Kyler Murray came off as a bright and personable young man as he fielded question after question from the gaggle of media surrounding his podium at the NFL Combine just more than a week ago.
As myriad queries about his height and weight and his decision to choose football over baseball were fired toward the Heisman Trophy-winning quarterback, he handled them the way he handled a torrid pass rush. He was a calm and cool customer.
So, when Charley “Get off my lawn!” Casserly blistered Murray for his performances during interviews, it seemed strange.
“These were the worst comments I ever got on a high-rated quarterback, and I’ve been doing this a long time,’’ the 70-year-old Casserly, an NFL Network analyst and former NFL scout and general manager, said. “Leadership – not good. Study habits – not good. The board work – below not good. Not good at all in any of those areas, raising major concerns about what this guy’s going to do.’’
Casserly acknowledged he was not in on any of the interviews and was relating info from others. For Casserly to rip into a young man he has never spent any time with seemed over-the-top unfair. If you watched Murray perform and studied his tape and still don’t like his game, fair enough. But to go scorched earth on a guy’s leadership skills (he powered the Sooners to the college football playoffs) and study habits (he did enough in one season as a starter to win the Heisman) without ever spending as much as five minutes with him, is weak. It smacks of attention-grabbing.
Murray was quickly defended by those who actually have spent time with him — his college coach, Lincoln Riley, and his agent, Erik Burkhardt.
Speaking on “The Dan Patrick Show,” Riley pointed to Murray’s numbers as evidence of his potential. Murray threw for 4,361 yards and 42 touchdowns in 2018.

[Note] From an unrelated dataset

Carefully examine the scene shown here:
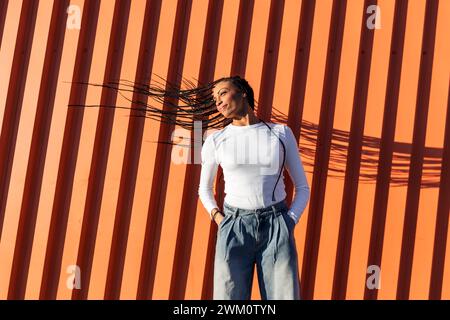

“As far as processing offense, he just had the greatest single season in the history of college football, so I think he can process just fine,’’ said Riley.
Some other post Combine thoughts:
■ According to a league source, there’s been a groundswell among some owners for expanding rosters. Though no specific plan has been discussed, proposals would include increasing the number of active roster players (currently 53), game-day rosters (currently 46), and practice-squad rosters (currently 10).
■ The Patriots didn’t meet with a ton of quarterbacks (if any) at the Combine and that could be an indication of how highly they think of Danny Etling, who was plucked in the seventh round last season.
A smart player, Etling had a very strong summer, showing off a strong arm and some nifty athleticism — who else remembers that 86-yard touchdown run against the Giants in the exhibition finale? He spent the entire season on the practice squad.
Practice windows for the media are limited during the season, so getting a handle on how much Etling improved over the course of the season is tough, but because he was brought on road trips (certainly not a given for practice squadders) is a strong indication of how highly the team thinks of the LSU product.
With a dozen picks in next month’s draft, the Patriots probably will take another QB but don’t sleep on Etling. He’ll be a guy to watch during the spring and summer. It will be interesting to see how much he’s improved with a year in the program under his belt.
■ A lot of the discussion in Indianapolis were about rumors that the league is looking to move the Combine. The scuttlebutt was that a higher-profile venue such as Los Angeles or Las Vegas would be more suitable, especially if the NFL was looking to move some events into prime time.
Sure, the weather probably would be better in either of those cities, both of which will be opening new stadiums in 2020, but Indy is a pretty perfect site. The convention center is massive and modern and it’s adjacent to Lucas Oil Stadium.
There are tons of hotels and restaurants in the area and plenty of hidden spots for private meetings among teams, agents, and media. While it’s never balmy in Indy in February, the skywalks that connect virtually every downtown building eliminates most of the weather worries.
Having the event located in the Midwest makes it a simple – and affordable – destination for everyone. Moving to the West Coast would be an inconvenience to East Coast teams and many media outlets could choose to stop covering the event, citing travel costs.
■ Trey Flowers is arguably the top defensive end scheduled to hit free agency next week and likely tops the Patriots’ priority list when it comes to offseason matters.
It would be hard to find a Patriots fan who didn’t want Flowers back rushing the passer and setting the edge for this defense, so his comments surely warmed the hearts of many when he appeared at a Springfield Thunderbirds game last week for the AHL team’s Military Appreciation Night.
Flowers told the crowd, while touching the Vince Lombardi Trophy, “This is six, we want seven! We want seven!’’
Perhaps Flowers was just caught up in the emotion of the moment but perhaps he gave a hint as to where he’d like to continue playing, too.